That evening Clytie spent alone. Thornton was dining at the Café des Ambassadeurs with some men from the Embassy. He had kissed her before he started, called himself a selfish brute for condemning her to a dull evening, and went away humming a café-concert air. She did not mind his leaving her, took it now as a matter of course that each should be to a certain extent independent of the other; for the glamour of the south had departed, and the practicalities of life had begun to assert themselves. But it was the first wretched evening of her married life. She would have liked to cry, but as she was not of those who cry easily, she sat with eyes all the more painful for being strained and tearless. She had received a great shock. Ever since she had rebelled against the Durdleham formula that men were to descend from their intellectual sublimity when they spoke to women, lest like Semele the latter should be consumed in the Jovian blaze, she had been accustomed to meet men freely on an intellectual level. To find herself in a society where this particular formula was unknown had been one of the earliest joys of her emancipated life. She had very little vanity in the matter of her own attainments, but she took it for granted that her associates should recognise in her a woman of ordinary culture, capable of forming rational opinions. Her intelligence was keen, her judgment fine. She had read, thought, observed. Her art was to a certain extent a matter of intellect as well as of instinctive feeling, and in this respect had been stimulated by her intercourse with Kent. In the glow of her young, ardent nature she had committed many extravagances, but they all had borne the indubitable stamp of a mind strenuous in its endeavours. None but fools had ever thought of condescending to Clytie because she was a woman.
And now for the first time she was coolly shown that she was a woman, that her opinions were not worth serious consideration, that she must not trouble her pretty-head about things that were too deep for her. And by the man, above all, whose life she shared. They were hours of dull, dazed humiliation that she spent alone that evening; hours that were not lost even in the pain of her after life. Over the absence of sympathy with her own pursuits she was only a little regretful. It would have been nicer if Thornton had been able to take a pleasure in her art. But she was too large-natured not to be able to bridge over this small gap between them. She was ready to sacrifice her art entirely to her love, was eager to throw herself into his interests and ambitions. But she demanded a full, vigorous share. To live an empty life was with her an impossibility. And to this life Thornton, in his good-natured contempt for her powers, was condemning her. She was puzzled, humiliated, frightened.

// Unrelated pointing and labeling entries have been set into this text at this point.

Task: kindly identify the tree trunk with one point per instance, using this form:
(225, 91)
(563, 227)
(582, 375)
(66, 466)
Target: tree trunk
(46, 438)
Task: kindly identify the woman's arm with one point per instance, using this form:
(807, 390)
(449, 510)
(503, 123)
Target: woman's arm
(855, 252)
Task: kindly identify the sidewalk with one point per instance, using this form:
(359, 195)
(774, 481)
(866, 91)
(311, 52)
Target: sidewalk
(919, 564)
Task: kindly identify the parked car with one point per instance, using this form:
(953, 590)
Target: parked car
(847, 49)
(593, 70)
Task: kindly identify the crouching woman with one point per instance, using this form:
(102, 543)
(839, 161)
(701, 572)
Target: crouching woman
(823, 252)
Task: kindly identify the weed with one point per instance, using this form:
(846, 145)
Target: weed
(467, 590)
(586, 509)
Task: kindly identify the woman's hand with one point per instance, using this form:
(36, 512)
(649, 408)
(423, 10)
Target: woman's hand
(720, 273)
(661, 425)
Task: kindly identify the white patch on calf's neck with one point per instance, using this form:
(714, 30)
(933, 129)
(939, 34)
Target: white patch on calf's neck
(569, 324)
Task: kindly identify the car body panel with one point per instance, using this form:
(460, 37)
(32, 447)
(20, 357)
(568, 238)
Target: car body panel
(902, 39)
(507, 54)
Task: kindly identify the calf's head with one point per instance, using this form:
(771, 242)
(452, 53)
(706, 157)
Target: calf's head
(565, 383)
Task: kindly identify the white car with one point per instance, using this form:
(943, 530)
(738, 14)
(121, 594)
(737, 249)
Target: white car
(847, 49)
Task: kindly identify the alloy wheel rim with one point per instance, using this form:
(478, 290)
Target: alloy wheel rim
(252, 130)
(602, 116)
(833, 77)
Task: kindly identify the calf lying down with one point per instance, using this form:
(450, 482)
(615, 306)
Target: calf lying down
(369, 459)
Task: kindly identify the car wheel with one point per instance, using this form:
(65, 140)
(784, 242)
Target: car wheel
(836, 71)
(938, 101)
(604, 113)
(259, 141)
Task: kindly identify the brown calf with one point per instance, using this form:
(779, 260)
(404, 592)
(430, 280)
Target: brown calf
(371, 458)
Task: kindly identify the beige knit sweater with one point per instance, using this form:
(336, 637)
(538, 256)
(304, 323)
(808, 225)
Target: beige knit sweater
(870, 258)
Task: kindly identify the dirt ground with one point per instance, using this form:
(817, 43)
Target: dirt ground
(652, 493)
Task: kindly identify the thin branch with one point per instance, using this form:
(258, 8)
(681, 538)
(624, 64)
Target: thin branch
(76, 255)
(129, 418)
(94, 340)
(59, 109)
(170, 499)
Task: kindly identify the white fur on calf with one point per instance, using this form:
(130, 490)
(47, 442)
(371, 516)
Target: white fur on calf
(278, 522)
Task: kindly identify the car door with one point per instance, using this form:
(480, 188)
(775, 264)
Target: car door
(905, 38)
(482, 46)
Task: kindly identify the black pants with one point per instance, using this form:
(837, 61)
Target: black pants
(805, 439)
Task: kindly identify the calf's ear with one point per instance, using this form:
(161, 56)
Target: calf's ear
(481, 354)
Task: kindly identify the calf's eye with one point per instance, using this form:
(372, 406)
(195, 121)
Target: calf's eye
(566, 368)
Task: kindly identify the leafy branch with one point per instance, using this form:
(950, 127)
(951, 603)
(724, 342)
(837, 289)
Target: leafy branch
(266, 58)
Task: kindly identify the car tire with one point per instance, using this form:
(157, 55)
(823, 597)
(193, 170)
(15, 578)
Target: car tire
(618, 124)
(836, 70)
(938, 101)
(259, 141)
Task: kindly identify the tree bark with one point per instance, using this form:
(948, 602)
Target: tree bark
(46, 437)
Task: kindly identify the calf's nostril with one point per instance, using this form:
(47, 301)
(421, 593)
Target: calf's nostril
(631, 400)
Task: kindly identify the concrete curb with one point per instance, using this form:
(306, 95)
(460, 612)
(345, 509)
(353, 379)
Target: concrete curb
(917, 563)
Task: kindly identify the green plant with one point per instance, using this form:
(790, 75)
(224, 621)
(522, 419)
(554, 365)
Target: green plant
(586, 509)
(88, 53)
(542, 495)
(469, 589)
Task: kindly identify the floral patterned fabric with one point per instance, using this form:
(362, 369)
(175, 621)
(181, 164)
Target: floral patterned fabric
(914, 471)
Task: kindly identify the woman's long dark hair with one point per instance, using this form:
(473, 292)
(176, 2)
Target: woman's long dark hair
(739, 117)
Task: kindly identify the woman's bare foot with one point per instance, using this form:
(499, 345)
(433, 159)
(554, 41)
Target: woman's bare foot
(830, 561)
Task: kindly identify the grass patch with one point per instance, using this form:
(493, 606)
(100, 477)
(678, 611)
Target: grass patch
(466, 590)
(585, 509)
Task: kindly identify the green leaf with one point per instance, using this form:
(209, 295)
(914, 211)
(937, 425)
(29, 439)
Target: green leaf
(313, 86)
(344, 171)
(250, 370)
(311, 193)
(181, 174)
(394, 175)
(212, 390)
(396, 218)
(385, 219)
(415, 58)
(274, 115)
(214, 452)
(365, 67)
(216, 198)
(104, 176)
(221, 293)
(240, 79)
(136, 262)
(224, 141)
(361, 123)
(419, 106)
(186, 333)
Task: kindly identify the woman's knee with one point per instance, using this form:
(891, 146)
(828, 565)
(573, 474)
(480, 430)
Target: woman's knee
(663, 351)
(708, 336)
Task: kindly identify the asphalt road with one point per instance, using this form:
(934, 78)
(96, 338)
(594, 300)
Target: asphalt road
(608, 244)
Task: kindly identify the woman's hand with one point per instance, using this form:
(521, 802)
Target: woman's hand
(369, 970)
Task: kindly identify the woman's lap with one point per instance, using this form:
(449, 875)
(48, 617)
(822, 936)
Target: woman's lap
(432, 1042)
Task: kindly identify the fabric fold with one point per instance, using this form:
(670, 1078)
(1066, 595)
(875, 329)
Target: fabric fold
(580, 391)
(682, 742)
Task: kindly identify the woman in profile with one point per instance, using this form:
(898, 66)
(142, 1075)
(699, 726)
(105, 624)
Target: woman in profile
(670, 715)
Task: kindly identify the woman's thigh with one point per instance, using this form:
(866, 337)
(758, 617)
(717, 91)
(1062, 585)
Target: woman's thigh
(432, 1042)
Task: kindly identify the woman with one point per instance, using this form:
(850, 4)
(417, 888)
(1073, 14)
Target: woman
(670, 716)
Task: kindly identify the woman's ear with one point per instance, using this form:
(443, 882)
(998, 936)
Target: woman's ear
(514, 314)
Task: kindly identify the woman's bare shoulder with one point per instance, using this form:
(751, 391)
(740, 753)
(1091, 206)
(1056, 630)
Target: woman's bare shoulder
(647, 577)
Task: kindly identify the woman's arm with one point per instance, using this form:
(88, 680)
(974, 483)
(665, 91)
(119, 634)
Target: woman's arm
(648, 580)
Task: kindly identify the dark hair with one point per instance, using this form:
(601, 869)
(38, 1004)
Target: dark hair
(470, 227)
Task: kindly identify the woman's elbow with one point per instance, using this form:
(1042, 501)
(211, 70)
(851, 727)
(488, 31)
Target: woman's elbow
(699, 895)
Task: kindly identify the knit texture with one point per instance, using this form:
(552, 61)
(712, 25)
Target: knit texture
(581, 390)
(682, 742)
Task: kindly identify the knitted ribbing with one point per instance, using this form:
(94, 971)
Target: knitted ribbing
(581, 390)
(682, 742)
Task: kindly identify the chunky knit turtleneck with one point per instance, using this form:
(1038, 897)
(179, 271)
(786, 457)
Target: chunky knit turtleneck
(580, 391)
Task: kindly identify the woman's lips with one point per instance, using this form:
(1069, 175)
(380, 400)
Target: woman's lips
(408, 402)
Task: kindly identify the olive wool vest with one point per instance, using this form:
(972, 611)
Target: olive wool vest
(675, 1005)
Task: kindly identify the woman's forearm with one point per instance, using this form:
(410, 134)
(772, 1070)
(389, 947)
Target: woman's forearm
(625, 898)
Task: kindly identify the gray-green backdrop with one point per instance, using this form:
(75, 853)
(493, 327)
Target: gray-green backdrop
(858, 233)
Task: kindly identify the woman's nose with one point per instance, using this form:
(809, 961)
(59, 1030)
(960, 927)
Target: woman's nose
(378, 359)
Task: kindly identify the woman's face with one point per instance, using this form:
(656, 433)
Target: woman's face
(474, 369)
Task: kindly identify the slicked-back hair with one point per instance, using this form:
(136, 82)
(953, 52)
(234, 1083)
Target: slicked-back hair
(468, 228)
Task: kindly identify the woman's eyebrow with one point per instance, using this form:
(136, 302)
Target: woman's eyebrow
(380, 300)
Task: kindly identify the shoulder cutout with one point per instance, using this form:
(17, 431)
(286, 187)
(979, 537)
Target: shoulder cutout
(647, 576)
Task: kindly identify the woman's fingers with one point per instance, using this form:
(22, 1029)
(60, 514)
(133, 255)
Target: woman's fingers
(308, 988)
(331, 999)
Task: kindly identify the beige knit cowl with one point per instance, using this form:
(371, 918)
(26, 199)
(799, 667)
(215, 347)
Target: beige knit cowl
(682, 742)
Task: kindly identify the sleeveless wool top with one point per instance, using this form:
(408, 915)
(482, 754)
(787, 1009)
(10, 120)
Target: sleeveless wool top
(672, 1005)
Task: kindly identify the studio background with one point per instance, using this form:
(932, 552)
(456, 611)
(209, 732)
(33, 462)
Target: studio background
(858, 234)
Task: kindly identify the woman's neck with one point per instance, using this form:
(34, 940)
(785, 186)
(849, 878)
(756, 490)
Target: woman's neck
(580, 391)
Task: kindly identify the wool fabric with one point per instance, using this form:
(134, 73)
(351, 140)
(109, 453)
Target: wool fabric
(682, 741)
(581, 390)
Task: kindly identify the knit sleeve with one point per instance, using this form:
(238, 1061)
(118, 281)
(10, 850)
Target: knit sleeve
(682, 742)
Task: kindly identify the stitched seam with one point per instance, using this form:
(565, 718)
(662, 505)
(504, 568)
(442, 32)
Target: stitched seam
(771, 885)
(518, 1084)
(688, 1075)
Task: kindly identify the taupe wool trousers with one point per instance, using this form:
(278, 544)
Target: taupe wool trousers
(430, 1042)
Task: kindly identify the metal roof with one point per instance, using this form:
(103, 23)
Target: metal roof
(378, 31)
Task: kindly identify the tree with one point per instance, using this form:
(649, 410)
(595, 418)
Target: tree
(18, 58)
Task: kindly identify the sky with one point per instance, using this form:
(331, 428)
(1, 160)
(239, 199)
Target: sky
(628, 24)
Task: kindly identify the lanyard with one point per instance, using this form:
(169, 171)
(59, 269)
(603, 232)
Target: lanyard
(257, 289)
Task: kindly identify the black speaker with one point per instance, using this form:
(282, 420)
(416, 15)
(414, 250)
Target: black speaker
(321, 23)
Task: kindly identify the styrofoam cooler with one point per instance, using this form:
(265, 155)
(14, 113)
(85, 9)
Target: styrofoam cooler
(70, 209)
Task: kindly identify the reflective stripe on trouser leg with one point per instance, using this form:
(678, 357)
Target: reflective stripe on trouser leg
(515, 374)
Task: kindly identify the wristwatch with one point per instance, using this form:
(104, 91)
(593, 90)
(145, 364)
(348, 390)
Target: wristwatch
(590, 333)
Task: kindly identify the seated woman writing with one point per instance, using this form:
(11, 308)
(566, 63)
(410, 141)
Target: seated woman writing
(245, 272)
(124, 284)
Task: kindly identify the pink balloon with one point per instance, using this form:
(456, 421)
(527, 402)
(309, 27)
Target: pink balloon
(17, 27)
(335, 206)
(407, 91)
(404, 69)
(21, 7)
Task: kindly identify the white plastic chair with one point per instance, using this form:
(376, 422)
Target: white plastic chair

There is a vague mystery of woe in the dawn of a dreary day.
Meanwhile Thornton was enjoying himself amazingly. The dinner was one which, as Heine says, “ought to be partaken of kneeling,” and the wine was excellent; the party well chosen, the talk essentially, broadly masculine. There is a certain type of man whose conversation is wholly made up of sport in its various aspects, women, shop, and crude personal gossip—a type which numbers its tens of thousands in English society. It can be met with, to utter weariness of the soul, in any heterogeneous gathering of upper- and middle-class Britons. They are God's creatures, it is true; many of them are possessed of estimable qualities, some of them have performed deeds of heroism. But as a type they are a glaring satire upon the vaunted culture and refinement of our civilisation. And it is a remarkable thing how little their power and influence are recognised by writers in their analysis of the spirit of this dying nineteenth century. This vast overwhelming type does not read, does not think, does not care for art or music, has no power of penetration to the heart of delicate things. It is dull, brawny, selfish, and a pillar of the Church and State. Its main subjective characteristic is the brutality of its views concerning women—varying from the kindly disdain of its highest members to the degraded brutality of its lowest.
Of this type, with all his physical charm, his brilliant personality and splendid capacities for action, was Thornton Hammerdyke. The man whose magnetism had drawn Clytie irresistibly, headlong into his arms was only, after all, a representative of this ignoble, commonplace order of men. The love that had flooded Clytie's being with wild surging tumult was only, after all, the commonplace, ignoble passion of his type. There are some things so elementary that analysis quickly comes to an end. Put in a strip of litmus paper and it is done.
He was honestly glad to be free of Clytie. With unconscious cynicism he never sought to disguise it from himself. With Carteret of the Hussars and Swithin and Holyoake of the Embassy he was in his proper sphere. They were of the type. He had interests in common with them. The fact that he was a man of high distinction was neither here nor there. Over the fish and entrées they talked of racing and shooting; over the game they wandered along the upper galleries of the Cloaca Maxima of Paris; over the peaches and Château-Mouton they told foul stories. An ignoble, commonplace dinner party.
And Clytie was alone in her room at the hotel staring at an unknown future.